A los 4 - 5 años puede reducirse las horas de siestas, ya que el descanso, en principio estructurado por las noches, suele ser suficiente. La negación a acostarse y los despertares nocturnos siguen siendo características de esta etapa.
A los 6 años, con la llegada de la escolarización se suele normalizar el sueño, pero comienza una mayor actividad de sueños y pesadillas vinculadas al estrés de las nuevas rutinas. Al respecto, estamos frente a pesadillas que si bien son un entorpecimiento para el descanso, son necesarias para la psique y no son de índole patológico, por ello vale hacer un recorrido por la diferencia en las temáticas con las que aparece el miedo en niños.
Entre los 2 - 5 años los principales temores se dan por: la oscuridad, seres imaginarios, animales y distanciamiento parental. Luego de los 5 años, junto con la mayor actividad motriz puede surgir miedo a lesiones físicas. En la segunda infancia (6 - 9 años), además de los miedos a lesiones corporales, aparecen el miedo al fracaso y el miedo a hacer el ridículo, quedando atrás miedos más irracionales como en etapas anteriores.
Con la llegada de la pubertad - adolescencia, es importante que el joven tenga su espacio propio y pueda satisfacer sus necesidades de intimidad y elaborar límites intergeneracionales. Los miedos se ven en forma de temores (miedos sociales).
Debe permitirse al adolescente elaborar el miedo a la cercanía y dependencia hacia sus progenitores o cuidadores en pos de que pueda elaborar un camino sano de individuación y separación.
A destacar, es importante que los padres o cuidadores asuman una actitud de responsabilidad en cuanto a la influencia del propio estado emocional en la calidad del sueño en la niñez, sobre todo en edades primeras. Deben aprender a tranquilizarse y relajarse antes de llevar a un niño a los brazos a la hora de tratar de dormirlo, siendo esta acción en muchos casos suficiente para lograr que el infante recupere el sueño. Otra conducta sabia, sobre todo en el primer mes del infante, es darle espacio en ocasiones al conciliar el sueño. Si bien es cierto que en la mayoría de los casos a dicha edad los niños duermen en brazos, permitirles que logren conciliar el sueño en su cuna o coche, es parte del proceso adaptativo que el permitirá dormir tranquilamente cuando la separación paternal sea más marcada (cerca de los seis meses).

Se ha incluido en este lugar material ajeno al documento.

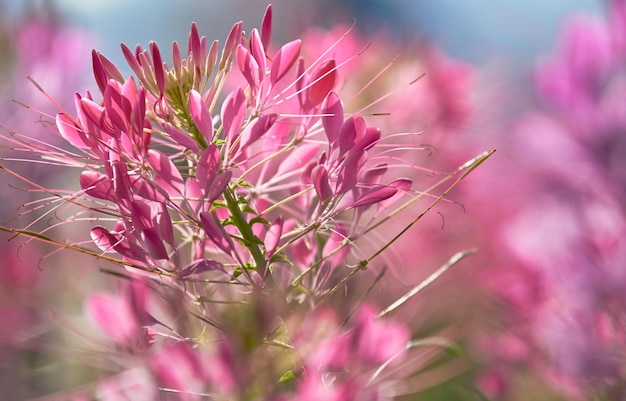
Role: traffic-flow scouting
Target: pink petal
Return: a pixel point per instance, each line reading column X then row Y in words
column 103, row 239
column 369, row 138
column 403, row 185
column 208, row 166
column 348, row 176
column 218, row 185
column 98, row 71
column 167, row 175
column 71, row 132
column 332, row 116
column 200, row 115
column 96, row 185
column 257, row 129
column 298, row 158
column 258, row 52
column 266, row 27
column 181, row 137
column 154, row 244
column 321, row 81
column 233, row 40
column 233, row 113
column 319, row 176
column 354, row 127
column 157, row 64
column 284, row 60
column 200, row 266
column 374, row 195
column 248, row 67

Es frecuente ver luego del sexto mes a niños que duermen con sus padres o comparten dormitorio, siendo estas acciones el reflejo de las propias ansiedades de los cuidadores. Especialmente cuando el niño es algo mayor, la presencia en la habitación conyugal puede estar relacionada a la intimidad misma de los conyugues y en ocasiones, notamos a un "hijo-consuelo", por ejemplo cuando una parte de la pareja viaja y el hijo se convierte en una sustitución emocional ante la separación. Por dichas razones, y sobre todo priorizando la salud de los niños al dormir, es que se recomienda la distinción bien marcada de espacios útiles para descansar.